Mort de Pierre Rissient, cinéphile respecté et découvreur de talents

Mis à jour le 06/05/2018 à 16H02, publié le 06/05/2018 à 16H00
Pierre Rissient en 2005

Pierre Rissient en 2005

© JACQUES DEMARTHON / AFP

Le Festival de Cannes, Clint Eastwood, Martin Scorsese ou Jane Campion lui doivent beaucoup : cinéphile, producteur, programmateur et découvreur de talents, le Français Pierre Rissient est mort à 81 ans, a annoncé dimanche l'Institut Lumière. Né à Paris le 4 août 1936, il était entré au 7e art par la salle obscure, en étant programmateur du mythique cinéma Mac Mahon.

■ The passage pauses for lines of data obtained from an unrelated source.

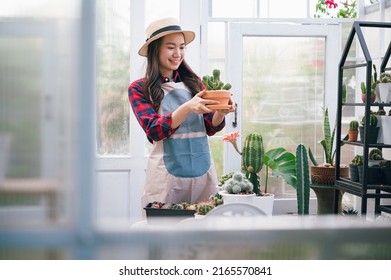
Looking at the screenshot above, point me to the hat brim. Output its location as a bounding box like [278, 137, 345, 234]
[138, 30, 195, 56]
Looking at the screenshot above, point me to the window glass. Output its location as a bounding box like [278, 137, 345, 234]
[241, 37, 325, 196]
[210, 0, 258, 18]
[96, 0, 130, 155]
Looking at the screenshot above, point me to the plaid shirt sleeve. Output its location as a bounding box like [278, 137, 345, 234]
[128, 79, 225, 143]
[128, 79, 176, 143]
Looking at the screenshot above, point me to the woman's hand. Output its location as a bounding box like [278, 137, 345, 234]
[186, 90, 219, 114]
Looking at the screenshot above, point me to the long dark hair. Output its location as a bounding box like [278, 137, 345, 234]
[144, 37, 201, 112]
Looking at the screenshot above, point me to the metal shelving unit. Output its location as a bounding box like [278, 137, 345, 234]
[334, 21, 391, 214]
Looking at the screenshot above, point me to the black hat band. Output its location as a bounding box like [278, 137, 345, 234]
[145, 25, 182, 42]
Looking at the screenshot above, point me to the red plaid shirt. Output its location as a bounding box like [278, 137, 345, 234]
[128, 72, 225, 143]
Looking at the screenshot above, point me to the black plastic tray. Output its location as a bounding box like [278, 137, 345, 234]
[144, 203, 196, 218]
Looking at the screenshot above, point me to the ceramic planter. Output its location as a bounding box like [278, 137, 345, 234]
[375, 83, 391, 103]
[348, 130, 358, 142]
[378, 116, 391, 145]
[311, 186, 344, 215]
[349, 164, 360, 182]
[361, 94, 376, 103]
[381, 168, 391, 186]
[219, 191, 274, 216]
[358, 126, 380, 144]
[202, 90, 232, 110]
[310, 166, 349, 185]
[358, 165, 382, 185]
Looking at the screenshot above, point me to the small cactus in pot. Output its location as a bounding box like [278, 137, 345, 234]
[348, 120, 359, 142]
[202, 69, 232, 109]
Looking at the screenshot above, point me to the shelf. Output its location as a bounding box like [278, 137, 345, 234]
[334, 21, 391, 214]
[341, 141, 391, 148]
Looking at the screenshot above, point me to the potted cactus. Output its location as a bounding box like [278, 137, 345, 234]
[359, 113, 380, 144]
[379, 160, 391, 186]
[358, 148, 384, 184]
[361, 64, 378, 103]
[375, 72, 391, 103]
[220, 132, 296, 215]
[202, 69, 232, 109]
[348, 120, 359, 142]
[349, 155, 363, 182]
[308, 108, 349, 185]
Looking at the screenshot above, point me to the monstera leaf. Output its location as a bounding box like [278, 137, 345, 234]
[264, 148, 296, 192]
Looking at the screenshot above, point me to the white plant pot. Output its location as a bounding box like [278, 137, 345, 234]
[253, 194, 274, 216]
[376, 83, 391, 103]
[219, 191, 274, 216]
[377, 116, 391, 145]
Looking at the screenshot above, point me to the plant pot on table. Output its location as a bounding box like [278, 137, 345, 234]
[358, 126, 379, 144]
[310, 166, 349, 215]
[202, 90, 232, 110]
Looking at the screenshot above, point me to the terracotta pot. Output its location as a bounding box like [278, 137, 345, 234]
[361, 94, 376, 103]
[348, 130, 358, 142]
[202, 90, 232, 109]
[311, 166, 349, 185]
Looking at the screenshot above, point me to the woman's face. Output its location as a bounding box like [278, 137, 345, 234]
[159, 33, 186, 77]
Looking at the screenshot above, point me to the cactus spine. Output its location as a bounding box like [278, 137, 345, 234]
[361, 114, 378, 126]
[202, 69, 232, 90]
[242, 133, 264, 194]
[349, 120, 358, 131]
[296, 144, 310, 215]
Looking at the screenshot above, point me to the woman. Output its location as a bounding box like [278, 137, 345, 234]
[128, 18, 235, 207]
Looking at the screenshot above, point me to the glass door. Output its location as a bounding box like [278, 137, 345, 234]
[225, 23, 340, 197]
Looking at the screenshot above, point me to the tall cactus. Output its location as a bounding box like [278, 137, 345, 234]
[242, 133, 264, 194]
[296, 144, 310, 215]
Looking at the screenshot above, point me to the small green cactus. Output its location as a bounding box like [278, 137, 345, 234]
[223, 172, 253, 194]
[352, 155, 364, 166]
[368, 148, 384, 160]
[361, 114, 378, 126]
[349, 120, 358, 131]
[242, 133, 264, 194]
[202, 69, 232, 90]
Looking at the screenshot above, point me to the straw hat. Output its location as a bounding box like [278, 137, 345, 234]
[138, 18, 195, 56]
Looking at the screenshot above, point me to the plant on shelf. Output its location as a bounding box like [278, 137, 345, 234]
[375, 72, 391, 103]
[222, 132, 296, 195]
[379, 160, 391, 186]
[202, 69, 232, 90]
[219, 132, 296, 215]
[314, 0, 357, 18]
[361, 64, 378, 103]
[349, 155, 363, 182]
[348, 120, 359, 142]
[202, 69, 232, 109]
[308, 108, 349, 185]
[358, 113, 380, 144]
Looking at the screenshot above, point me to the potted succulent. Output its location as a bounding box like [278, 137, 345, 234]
[359, 113, 380, 144]
[375, 72, 391, 103]
[308, 108, 349, 214]
[349, 155, 363, 182]
[220, 132, 296, 215]
[308, 108, 349, 185]
[348, 120, 359, 142]
[202, 69, 232, 109]
[361, 64, 378, 103]
[380, 160, 391, 186]
[358, 148, 384, 184]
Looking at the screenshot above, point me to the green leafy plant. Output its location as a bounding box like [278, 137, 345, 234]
[308, 108, 349, 166]
[222, 132, 296, 195]
[202, 69, 232, 90]
[352, 155, 364, 166]
[296, 144, 310, 215]
[349, 120, 359, 131]
[314, 0, 357, 18]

"Pierre Rissient est mort cette nuit. Son épouse Yung Hee me demande de vous le faire savoir et, en pensant à elle, c'est avec une infinie tristesse que j'écris ce message. Pierre était un grand être humain et un cinéphile absolu. Nous le pleurons", a tweeté le réalisateur Bertrand Tavernier, président de cet institut.


"Pierre Rissient a été un super découvreur de cinéastes, d'un flair, d'une curiosité inestimables. Quand il aidait quelqu'un, il le prenait sous son aile et l'aidait à déployer son art. Il a aimé et soutenu le festival de Cannes, j'en témoigne ici avec émotion et tristesse", a réagi Gilles Jacob, ancien délégué général du festival de cinéma.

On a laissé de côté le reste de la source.